Esta mecánica tiene consecuencias. Por un lado, para el gobierno, los medicamentos que no se entregan, terminan significando un ahorro y posiblemente le sobre un porcentaje de la partida previsto para este año. Y bajo el argumento de que la partida no se terminó de ejecutar, probablemente en el próximo presupuesto se asignarán menores recursos a esa área. Así el sistema se va achicando y se van dando menos prestaciones. Y eso se refleja en los porcentajes cada vez más pequeños que se destinan al área de salud en el presupuesto de la ciudad.
La contracara de esto es lo que sucede en el territorio. Los pacientes que necesitan medicamentos que son indispensables para atender enfermedades crónicas y no cuentan con recursos para comprárselos de manera privada, terminan violentandose con el farmacéutico del centro de salud, que solo es un empleado. Pero en el estado de nerviosismo en el que caen algunas personas al ver vedado el acceso al medicamento que necesitan para vivir, no logran comprender que la culpa no es del empleado que lo atiende sino de un Estado que no genera las acciones necesarias para brindarle el servicio que merece.
En CeSAC 34, el jefe de farmacia terminó pidiendo una licencia psiquiátrica porque no soportó la presión.
Como este hay otros ejemplos similares. En el CeSAC 22 cada profesional de salud atiende a 5.000 pacientes cuando debería tan solo atender a 1.000.
Si el Estado tendría una mejor estrategia posiblemente optimizaría los recursos y tendría una excelente prestación. A todo esto, nos referimos cuando hablamos de precarización.

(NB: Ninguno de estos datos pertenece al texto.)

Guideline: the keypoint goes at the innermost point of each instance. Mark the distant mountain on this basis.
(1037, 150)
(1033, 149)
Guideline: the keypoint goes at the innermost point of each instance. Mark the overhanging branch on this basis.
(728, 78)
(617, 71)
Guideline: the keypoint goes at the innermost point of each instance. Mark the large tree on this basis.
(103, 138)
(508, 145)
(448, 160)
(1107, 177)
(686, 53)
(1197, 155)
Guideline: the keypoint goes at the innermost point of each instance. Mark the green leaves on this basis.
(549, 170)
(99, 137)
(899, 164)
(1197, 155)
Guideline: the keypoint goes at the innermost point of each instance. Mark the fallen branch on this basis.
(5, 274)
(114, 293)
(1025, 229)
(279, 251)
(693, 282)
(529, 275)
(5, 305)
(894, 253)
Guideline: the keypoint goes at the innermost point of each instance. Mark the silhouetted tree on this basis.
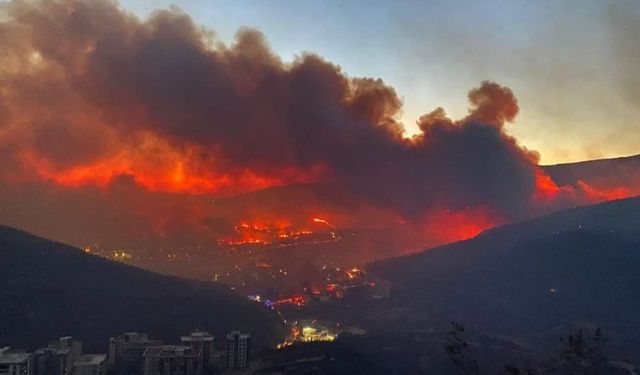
(456, 347)
(584, 354)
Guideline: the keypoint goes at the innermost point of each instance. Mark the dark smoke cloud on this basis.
(84, 81)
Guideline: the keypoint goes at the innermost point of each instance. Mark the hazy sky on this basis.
(574, 65)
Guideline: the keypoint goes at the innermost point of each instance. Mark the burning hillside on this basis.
(154, 134)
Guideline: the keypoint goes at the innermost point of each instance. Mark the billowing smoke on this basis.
(91, 95)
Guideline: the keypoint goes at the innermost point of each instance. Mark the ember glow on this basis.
(156, 129)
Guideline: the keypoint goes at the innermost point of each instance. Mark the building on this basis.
(126, 350)
(238, 350)
(172, 360)
(379, 289)
(90, 364)
(52, 361)
(15, 363)
(68, 343)
(203, 342)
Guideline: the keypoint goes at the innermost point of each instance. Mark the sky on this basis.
(571, 67)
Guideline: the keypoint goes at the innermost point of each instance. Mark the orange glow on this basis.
(547, 190)
(599, 195)
(446, 226)
(263, 233)
(323, 221)
(157, 166)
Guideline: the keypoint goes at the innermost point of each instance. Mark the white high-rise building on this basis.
(238, 349)
(15, 363)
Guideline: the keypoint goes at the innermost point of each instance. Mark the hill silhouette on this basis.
(48, 289)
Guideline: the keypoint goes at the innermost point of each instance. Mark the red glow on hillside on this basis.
(445, 226)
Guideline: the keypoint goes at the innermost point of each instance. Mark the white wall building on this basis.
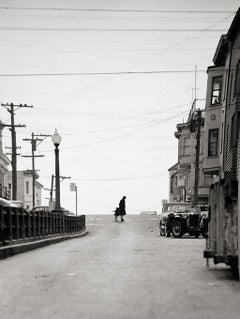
(24, 188)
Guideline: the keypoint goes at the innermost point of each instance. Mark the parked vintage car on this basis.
(7, 203)
(181, 218)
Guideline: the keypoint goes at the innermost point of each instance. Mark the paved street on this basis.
(119, 270)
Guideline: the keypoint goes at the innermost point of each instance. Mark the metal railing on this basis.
(18, 225)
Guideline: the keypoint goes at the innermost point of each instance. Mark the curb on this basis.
(8, 251)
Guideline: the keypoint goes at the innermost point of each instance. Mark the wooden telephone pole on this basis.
(11, 108)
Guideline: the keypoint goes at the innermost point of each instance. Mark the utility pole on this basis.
(10, 108)
(34, 140)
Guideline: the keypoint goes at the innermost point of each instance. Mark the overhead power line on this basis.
(101, 73)
(112, 10)
(108, 29)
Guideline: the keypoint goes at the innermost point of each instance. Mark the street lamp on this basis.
(56, 139)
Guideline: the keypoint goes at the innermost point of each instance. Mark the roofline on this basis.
(234, 25)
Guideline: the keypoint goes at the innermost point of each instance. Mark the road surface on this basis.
(119, 270)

CeSAC 34, Villa del Parque, Comuna 11

P: ¿Considerás que los Centros de Salud y Acción Comunitaria son útiles y positivos dentro del sistema de salud pública de la ciudad?

R: Absolutamente, aunque se repite la falta de personal y la necesidad de atender más especialidades.
En nuestra comuna deberíamos tener el doble de los centros de salud que actualmente existen para cubrir mínimamente la demanda que está creciendo.
Deberíamos aspirar a tener un centro de salud cada diez manzanas a la redonda, que es lo que normalmente una persona está dispuesta a caminar.
Sería muy importante contar con promotores de salud que hicieran tareas territoriales preventivas a la par que los habitantes dispusieran de un acceso integral a la salud, que contemple el acompañamiento a lo largo de todo el ciclo vital de la vida y tienda a que las personas gocen de la mayor autonomía posible.
Otra especialidad que hay que fortalecer es el área de salud mental que también se achicó, pero merecería una nota aparte.